In literature examination some MM cases show symptoms similar to scleroderma in atypic pattern. It is thought that processes associated with MM may cause scleroderma-like lesions. Fibroblast activation that cause tissue fibrosis in related organs plays a role in scleroderma pathogenesis. Immune system activation associated with endothelial cell apoptosis, dysfunction and activation of fibroblasts result skin and internal organ fibrosis. Fibrotic process is sustained autonomous autocrine by activated fibroblasts. Raynould phenomenon is the earliest symptom in systemic sclerosis. Musculoskeletal symptoms are oftenly seen. Early symptoms include arthralgia, myalgia and in some patients inflammatory artropathy may occur. The most commonly involved joints are the PIP, MCP, wrist and ankle joints. Progressive skin lesions can lead to flexion contractures of joints. Muscle weakness and fatigue symptoms are frequently seen symptoms. As well as myopathy caused by fibrosis in muscles may occur; polymyositis clinic may be added too.
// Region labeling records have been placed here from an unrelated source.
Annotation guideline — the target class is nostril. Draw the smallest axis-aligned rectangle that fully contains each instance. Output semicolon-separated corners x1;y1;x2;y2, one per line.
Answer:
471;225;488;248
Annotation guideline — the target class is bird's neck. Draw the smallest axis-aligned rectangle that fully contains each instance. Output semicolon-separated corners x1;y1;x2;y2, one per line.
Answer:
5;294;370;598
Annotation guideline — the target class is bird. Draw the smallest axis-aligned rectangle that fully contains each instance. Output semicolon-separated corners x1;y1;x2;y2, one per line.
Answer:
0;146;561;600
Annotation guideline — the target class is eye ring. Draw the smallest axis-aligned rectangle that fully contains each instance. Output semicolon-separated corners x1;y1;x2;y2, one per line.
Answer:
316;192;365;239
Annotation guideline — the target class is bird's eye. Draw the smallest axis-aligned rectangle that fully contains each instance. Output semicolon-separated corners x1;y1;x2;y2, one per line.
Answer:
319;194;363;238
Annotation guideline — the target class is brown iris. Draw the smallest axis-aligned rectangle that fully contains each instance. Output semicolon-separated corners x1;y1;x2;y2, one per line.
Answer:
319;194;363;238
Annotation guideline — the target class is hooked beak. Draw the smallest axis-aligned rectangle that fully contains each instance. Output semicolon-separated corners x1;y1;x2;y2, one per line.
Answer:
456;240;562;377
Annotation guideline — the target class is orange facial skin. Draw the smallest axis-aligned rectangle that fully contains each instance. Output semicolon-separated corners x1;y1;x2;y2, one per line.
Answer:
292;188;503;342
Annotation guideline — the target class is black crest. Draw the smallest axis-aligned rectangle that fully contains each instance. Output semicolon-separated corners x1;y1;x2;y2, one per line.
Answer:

In addition, many organs, especially in genitourinary gasrointestinal tracts, can be involved in systemic sclerosis [14].
As a result; we should remind that plasma cell dyscrasia may induce erosive polyarthrit or olygoarthrit clinic,so immunogenetic process in arthritis clinic should be discloused. Our case of MM with symmetric erosive and seronegative inflammatory polyarthritis has been a guide between these two entity for us. Tos um up; in elderly atypical oligo/polyarthritis clinic should remind us for plasma cell dyscrasia.